Beitragsberechnung in der GKV

  • Ich bin als EM Rentner freiwillig in der GKV versichert. Aufgrund meiner kleinen Rente bekomme ich von der DRV
    einen Zuschuss zur GKV. Meine Frage lautet : Wird dieser Zuschuss zur Rente hinzugerechnet und davon der Beitrag
    der GKV berechnet oder darf das nicht zugerechnet werden?

  • Hallo.


    Der Zuschuss zur Krankenversicherung wird vom Rentenversicherungsträger nicht aufgrund der Rentenhöhe gezahlt, sondern um die freiwillig gesetzlich bzw. privat Krankenversicherten zumindest ähnlich zu behandeln, wie diejenigen, die pflichtversichert sind.


    Der Zuschuss ist grundsätzlich nicht Bemessungsgrundlage des Krankenversicherungsbeitrages. So zumindest mein letzter Stand. (Werde bei Gelegenheit noch einmal nachlesen.)


    Für den Beitrag gibt es aber auch eine Mindestbemessungsgrundlage. Diese kann auch oberhalb des Rentenzahlbetrages liegen.


    Anbei der Gesetzestext:


    https://dejure.org/gesetze/SGB_V/240.html

  • Vielen Dank für die Antwort. Ich habe die falsche Schlussfolgerung gezogen. Hängt wohl damit zusammen dass ich
    gesamt unter 1038.-€ bin dies aber die Mindestbemessungsgrundlage ist. Falls ich falsch liege bitte ich um
    Richtigstellung.

  • Ich glaube, genau dort liegt der Hund begraben.


    Die Feststellung, dass die Vorversicherungszeit für die Krankenversicherung der Rentner nicht erfüllt ist, wurde nach dem 01.08.2017 getroffen? Vielleicht ist die Pflichtversicherung über die Rente noch möglich. Wäre von der Beitragsberechnung wahrscheinlich deutlich günstiger.

  • Hallo Herr Janders,


    also ich bekomme rückwirkend seit dem 01.12.2016 die volle EM Rente.
    Ist damit gemeint "wenn Sie in der zweiten Hälfte Ihres Erwerbslebens mindestens neun Zehntel in der gesetzlichen Krankenversicherung versichert waren"? Denn das war ich nicht deshalb freiwillig.
    Wenn ja warum wäre die Beitragsberechnung günstiger und was könnte ich dann tun?


    Gruß


    Walter

  • Bei einem pflichtversicherten Rentner ist das beitragspflichtige Einkommen:
    1. die Rente 2. ähnliche Einkommen (z. B. Betriebsrenten) 3. zusätzlich erzieltes Einkommen (z. B. Arbeitsentgelt).
    Eine Mindestbemessungsgrundlage gibt es hierbei nicht zu beachten.

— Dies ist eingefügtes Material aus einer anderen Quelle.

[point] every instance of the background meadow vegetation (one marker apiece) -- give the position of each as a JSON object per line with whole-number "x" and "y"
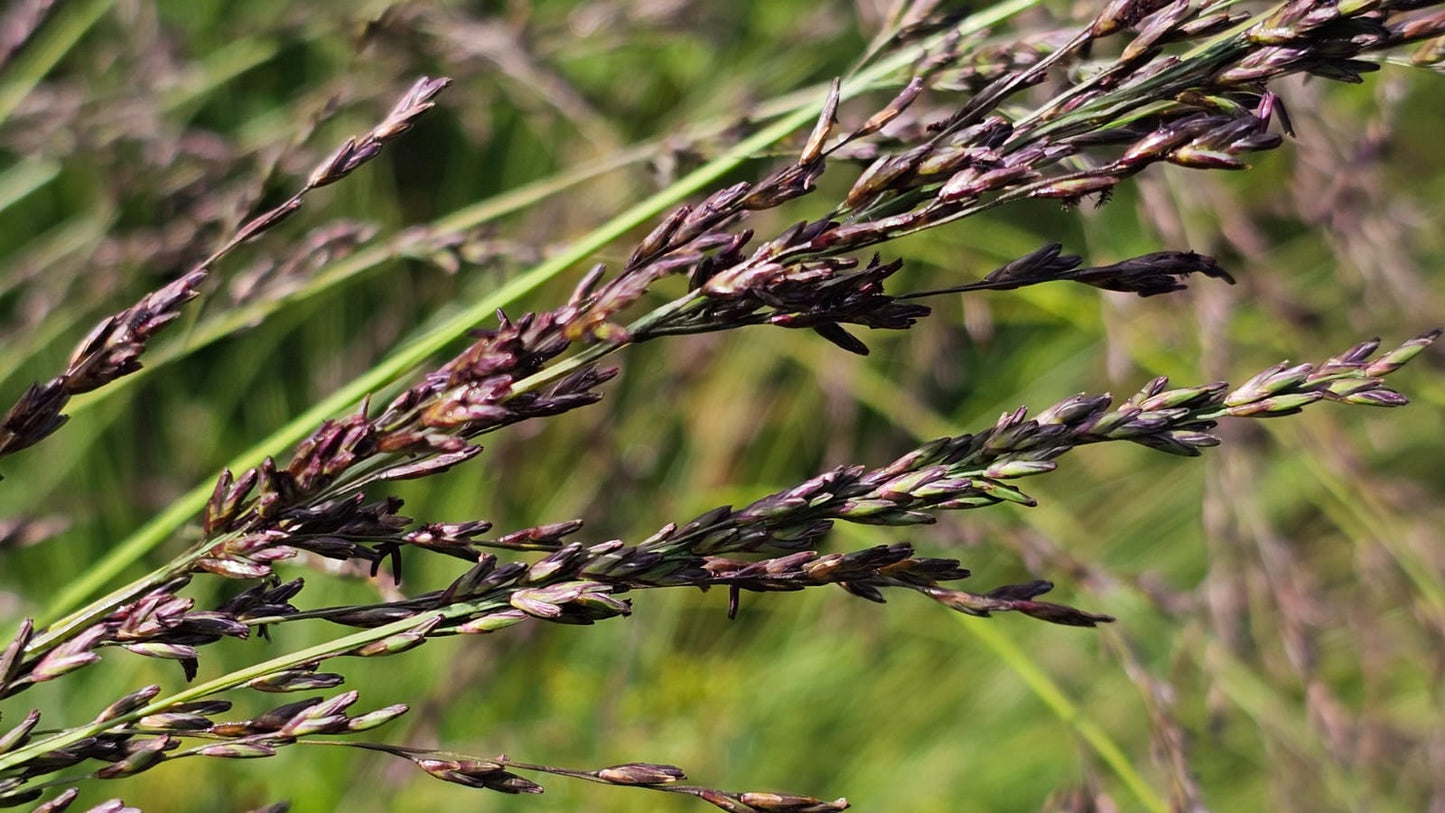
{"x": 1280, "y": 601}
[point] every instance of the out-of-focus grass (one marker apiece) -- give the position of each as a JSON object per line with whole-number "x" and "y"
{"x": 1286, "y": 588}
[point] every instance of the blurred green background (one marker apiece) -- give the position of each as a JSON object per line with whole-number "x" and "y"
{"x": 1280, "y": 602}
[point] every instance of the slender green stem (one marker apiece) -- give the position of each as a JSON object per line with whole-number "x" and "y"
{"x": 52, "y": 42}
{"x": 1059, "y": 703}
{"x": 432, "y": 341}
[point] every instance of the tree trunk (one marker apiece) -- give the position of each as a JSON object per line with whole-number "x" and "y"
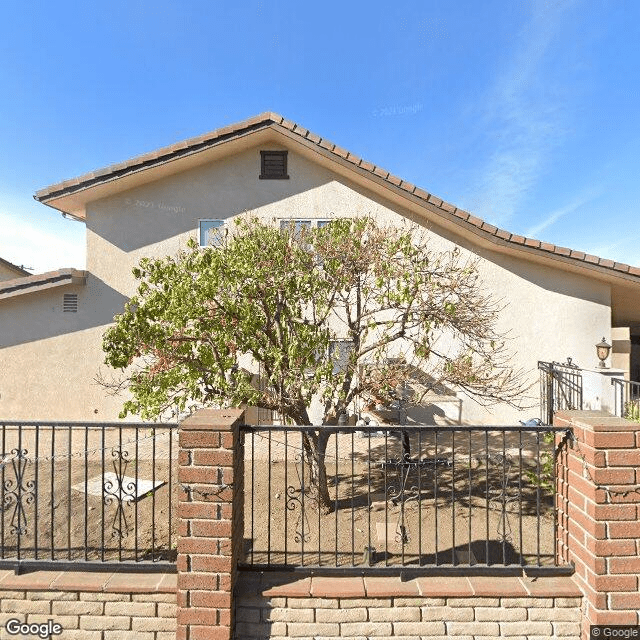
{"x": 315, "y": 448}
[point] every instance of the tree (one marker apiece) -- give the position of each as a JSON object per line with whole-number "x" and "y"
{"x": 203, "y": 321}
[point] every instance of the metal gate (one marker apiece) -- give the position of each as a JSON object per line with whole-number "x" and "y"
{"x": 560, "y": 388}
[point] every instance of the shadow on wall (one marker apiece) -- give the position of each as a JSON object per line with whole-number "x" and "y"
{"x": 40, "y": 315}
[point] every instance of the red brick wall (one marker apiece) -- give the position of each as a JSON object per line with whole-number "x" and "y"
{"x": 598, "y": 504}
{"x": 209, "y": 511}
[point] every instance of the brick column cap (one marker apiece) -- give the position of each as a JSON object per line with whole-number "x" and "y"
{"x": 214, "y": 420}
{"x": 594, "y": 421}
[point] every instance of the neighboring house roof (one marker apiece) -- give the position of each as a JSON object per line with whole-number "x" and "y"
{"x": 41, "y": 281}
{"x": 71, "y": 196}
{"x": 19, "y": 271}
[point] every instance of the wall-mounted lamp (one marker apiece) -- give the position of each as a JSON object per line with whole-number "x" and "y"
{"x": 603, "y": 349}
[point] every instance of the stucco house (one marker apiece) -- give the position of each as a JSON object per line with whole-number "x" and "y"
{"x": 559, "y": 302}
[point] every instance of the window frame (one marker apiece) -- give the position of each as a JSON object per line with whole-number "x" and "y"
{"x": 221, "y": 226}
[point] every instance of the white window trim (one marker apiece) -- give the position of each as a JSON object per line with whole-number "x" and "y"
{"x": 200, "y": 221}
{"x": 313, "y": 221}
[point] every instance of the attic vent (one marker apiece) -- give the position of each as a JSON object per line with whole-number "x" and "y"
{"x": 70, "y": 302}
{"x": 273, "y": 165}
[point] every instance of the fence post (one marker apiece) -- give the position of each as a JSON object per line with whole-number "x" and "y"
{"x": 210, "y": 522}
{"x": 598, "y": 503}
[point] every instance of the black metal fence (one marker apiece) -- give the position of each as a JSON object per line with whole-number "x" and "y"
{"x": 626, "y": 398}
{"x": 87, "y": 494}
{"x": 560, "y": 388}
{"x": 384, "y": 499}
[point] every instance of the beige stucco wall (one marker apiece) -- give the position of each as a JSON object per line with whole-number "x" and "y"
{"x": 550, "y": 314}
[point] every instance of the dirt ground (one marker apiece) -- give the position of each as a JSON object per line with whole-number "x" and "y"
{"x": 51, "y": 516}
{"x": 476, "y": 505}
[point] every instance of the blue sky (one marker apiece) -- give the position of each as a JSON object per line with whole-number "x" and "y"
{"x": 524, "y": 112}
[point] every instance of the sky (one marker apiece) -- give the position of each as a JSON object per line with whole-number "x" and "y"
{"x": 524, "y": 112}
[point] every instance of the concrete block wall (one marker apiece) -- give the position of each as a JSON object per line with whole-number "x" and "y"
{"x": 275, "y": 607}
{"x": 88, "y": 605}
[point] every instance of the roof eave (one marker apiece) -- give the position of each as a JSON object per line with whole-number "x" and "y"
{"x": 41, "y": 282}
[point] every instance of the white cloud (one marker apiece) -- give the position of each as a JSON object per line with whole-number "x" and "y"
{"x": 44, "y": 246}
{"x": 554, "y": 216}
{"x": 526, "y": 120}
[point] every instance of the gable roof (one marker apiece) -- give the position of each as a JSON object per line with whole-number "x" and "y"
{"x": 41, "y": 281}
{"x": 19, "y": 271}
{"x": 69, "y": 196}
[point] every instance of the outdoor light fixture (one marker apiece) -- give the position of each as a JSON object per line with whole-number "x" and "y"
{"x": 603, "y": 349}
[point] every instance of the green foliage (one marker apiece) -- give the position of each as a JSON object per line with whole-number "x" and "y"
{"x": 204, "y": 322}
{"x": 632, "y": 410}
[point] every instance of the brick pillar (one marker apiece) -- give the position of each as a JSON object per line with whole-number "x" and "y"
{"x": 598, "y": 504}
{"x": 210, "y": 522}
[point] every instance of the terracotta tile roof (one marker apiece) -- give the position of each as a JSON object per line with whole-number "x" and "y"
{"x": 40, "y": 281}
{"x": 14, "y": 267}
{"x": 277, "y": 122}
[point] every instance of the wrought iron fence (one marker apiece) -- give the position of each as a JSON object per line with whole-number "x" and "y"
{"x": 87, "y": 494}
{"x": 560, "y": 388}
{"x": 400, "y": 498}
{"x": 626, "y": 398}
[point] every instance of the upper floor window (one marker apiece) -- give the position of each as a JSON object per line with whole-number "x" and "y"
{"x": 273, "y": 165}
{"x": 211, "y": 233}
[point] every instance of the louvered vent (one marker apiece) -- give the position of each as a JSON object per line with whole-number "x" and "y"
{"x": 273, "y": 165}
{"x": 70, "y": 302}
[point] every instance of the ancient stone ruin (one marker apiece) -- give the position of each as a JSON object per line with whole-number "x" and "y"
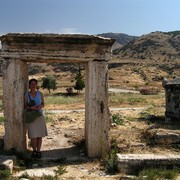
{"x": 172, "y": 90}
{"x": 95, "y": 52}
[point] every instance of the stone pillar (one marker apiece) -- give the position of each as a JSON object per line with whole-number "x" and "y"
{"x": 97, "y": 119}
{"x": 15, "y": 81}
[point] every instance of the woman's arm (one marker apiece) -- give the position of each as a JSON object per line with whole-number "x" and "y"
{"x": 40, "y": 106}
{"x": 26, "y": 106}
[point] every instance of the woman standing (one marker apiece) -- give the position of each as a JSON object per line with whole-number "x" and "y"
{"x": 36, "y": 129}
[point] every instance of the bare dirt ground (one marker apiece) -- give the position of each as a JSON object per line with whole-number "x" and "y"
{"x": 66, "y": 140}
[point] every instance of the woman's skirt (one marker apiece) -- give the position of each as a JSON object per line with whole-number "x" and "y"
{"x": 37, "y": 128}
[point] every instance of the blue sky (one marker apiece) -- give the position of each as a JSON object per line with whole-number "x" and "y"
{"x": 133, "y": 17}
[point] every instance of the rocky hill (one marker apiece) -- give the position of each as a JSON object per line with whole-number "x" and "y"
{"x": 146, "y": 60}
{"x": 121, "y": 39}
{"x": 154, "y": 46}
{"x": 136, "y": 62}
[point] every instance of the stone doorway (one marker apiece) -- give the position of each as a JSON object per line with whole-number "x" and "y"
{"x": 95, "y": 52}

    Sie können bei Ihrer Krankenkasse die Überprüfung der Voraussetzungen für die Krankenversicherung der Rentner beantragen.


    Die große Änderung zum 01.08.2017 war, dass für jedes Kind, das man erzogen hat, 3 Jahre an Versicherungszeit in einer gesetzlichen Krankenkasse unterstellt werden. Somit kann in vielen Fällen (nicht in allen) die Vorversicherungszeit erfüllt werden und die freiwillige Versicherung würde durch eine Pflichtversicherung abgelöst werden, mit den oben beschriebenen Konsequenzen.


    Ich hoffe, das hilft Ihnen weiter.

  • Danke nochmals, aber ich muss trotzdem nachhaken. Ich bin Freiwiilig versichert. Überall lese ich bei den GKV`s zitiere
    Als freiwillig Versicherter zahlen Sie monatlich einen Beitragssatz auf Ihre Einnahmen, mindestens auf ein Einkommen von 1.038,33 Euro für 2019. Das ist die gesetzlich festgelegte Mindestgrenze.

  • Okay, folgendes Beispiel:


    Rentner R ist freiwilliges Mitglied der gKV und hat 800 Euro Rente, zahlt aber aus 1038 Euro seinen Beitrag.


    Weil R die Vorversicherungszeit für die Krankenversicherung der Rentner nur knapp nicht erfüllt hat (z. B. um 353 Tage) lässt er das Ganze nochmals überprüfen. Nach der Rechtslage ab 01.08.2017 werden für jedes Kind, das R hat, 3 Jahre Vorversicherungszeit unterstellt, mit der Folge, dass R die Vorversicherungszeit für die KVdR erfüllt hat und Pflichtmitglied in der gKV wird. Somit zahlt er nur noch aus 800 Euro seinen Beitrag.


    Soweit das Beispiel. Ob es sich in Ihrem konkreten Fall lohnt, die KVdR-Voraussetzungen erneut prüfen und lassen, kann ich nicht beurteilen.